Milletvekilleri gece de Nusaybin İlçesi'ne geçip, burada Mittani Kültür Merkezi'ndeki toplantıya katıldı. Burada Ahmet Türk, Suriye'deki gelişmeleri değerlendirdi. Türk, Suriye'nin küçük bir ülke olarak görülebileceğini ama yapısı, farklı kimlikleri, inançlarıyla ve Ortadoğu'da farklı bir merkez olmasından dolayı ortadoğunun geleceğini belirleyen önemli bir yer olduğunu belirterek, "Tabi ki, bugün Esad rejimine karşı halkın göstermiş olduğu baş kaldırmasını biz çok önemsiyoruz. Ama, şunu da çok iyi görünmesi gerekir ki bu devrimin bütün Ortadoğu'ya yayılmaması için farklı bir çalışmanın olduğunu görüyoruz. Türkiye'nin Suriye konusundaki tavrı Kürtlerin bir statüye kavuşmasın kaygısından kaynaklanıyor. Batı Kürdistan'da özerk demokratik bir yönetim oluşmasın, çünkü batı Kürdistan'daki özerk yönetim Türkiye'yi, Irak'ı, Suriye'ye ve İran'daki Kürtleri tetikler. Bu nedenle bu devrimin boğdurulması konusunda bir ortak kararın olduğunu görüyoruz" dedi.

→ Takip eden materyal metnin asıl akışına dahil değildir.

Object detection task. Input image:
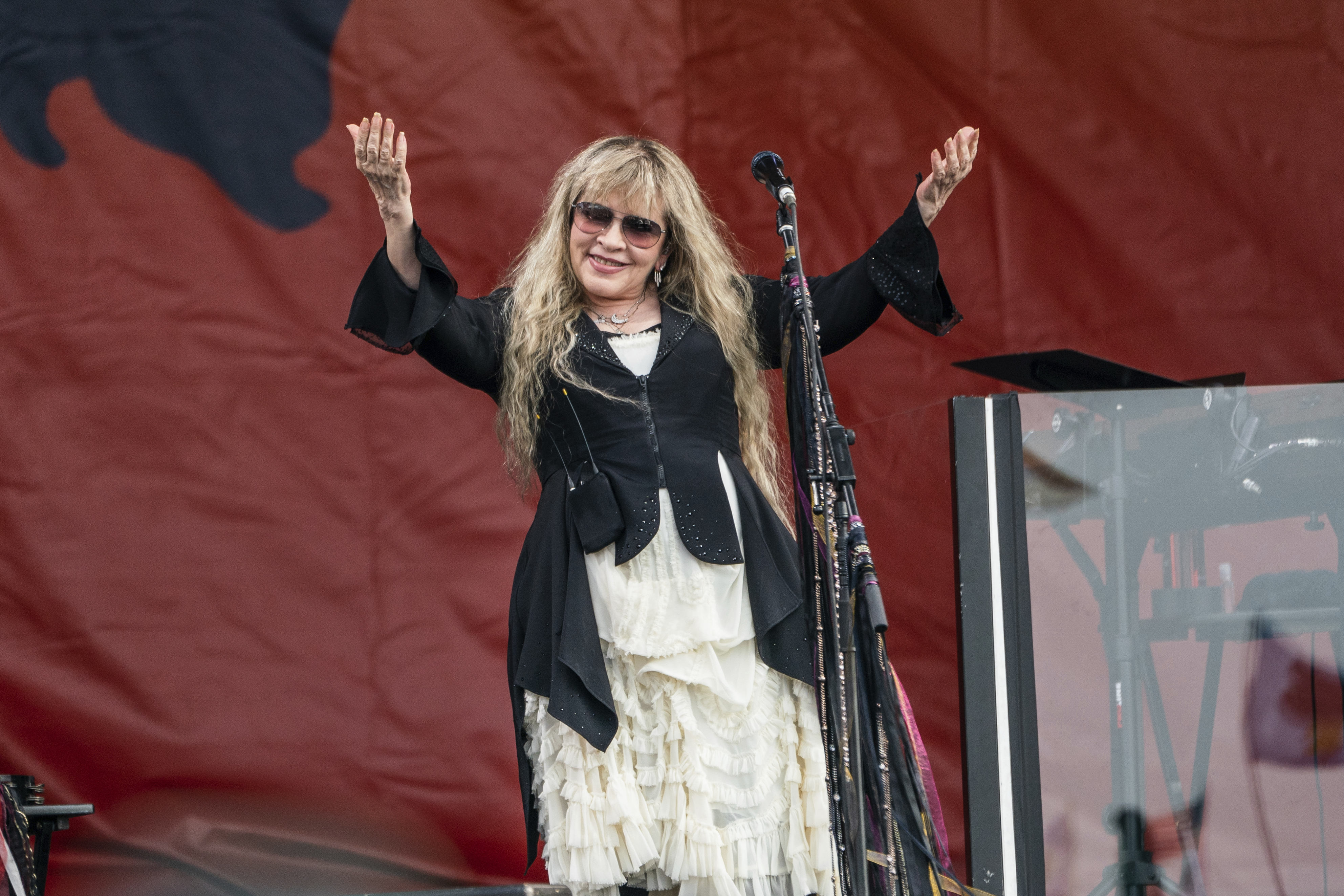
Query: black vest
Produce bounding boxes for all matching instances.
[536,305,742,564]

"SURİYE'Lİ GENÇLER KENDİ TOPRAKLARINI KORUSUN"

Türk, Suriye'deki Kürtlerin oluşumuna büyük destek vermek gerektiğini de belirtirek, şöyle konuştu:

 "Biz burada Kamışlı'nın, Derbiyesiye'nin ve Kürt bölgeleri özgürlük mücadelesinin yanındayız, kendilerini kutluyoruz. Mücadelesini bir ciddiyetle izliyoruz ve buradan kendilerine mesaj vermek istiyorum. Oradaki Kürt gençlerin Türkiye'ye sığınmaması lazım, orada kalıp kendi topraklarını koruması lazım. Kürt sorunu bitirilmeden dört ayrı parçadan oluşan Kürt bölgelerindeki yaşayan halkı susturmak mümkün olmayacak. Kürt halkı huzura kavuşursa Türk halkı da huzura kavuşmuş olacak."

CHP'YE ELEŞTİR

BDP İstanbul Milletvekili Sırrı Süreya Önder de burada yaptığı konuşmada, dokunulmazlıklar konusunda CHP'nin tavrını eleştirerek, "Bugün özelikle CHP'nin tavrına dönük bikri şey söylemek istiyorum. Ağzında lafı eveleyip geveliyor, yahut bunlarda kaldırılsın yok şunlarda kaldırılsın, cesaretle kalkıp halkın temsilcisine, hırsızlık yapmamış uğursuzluk yapmamış halkın temsilcisine dokunamasınız deyip faturayı AKP'ye bırakamıyor. İlla ortak olacak, ila bu zulme ile bu ahlaksızlığa bu hukuksuzluğa ortak olacak" dedi.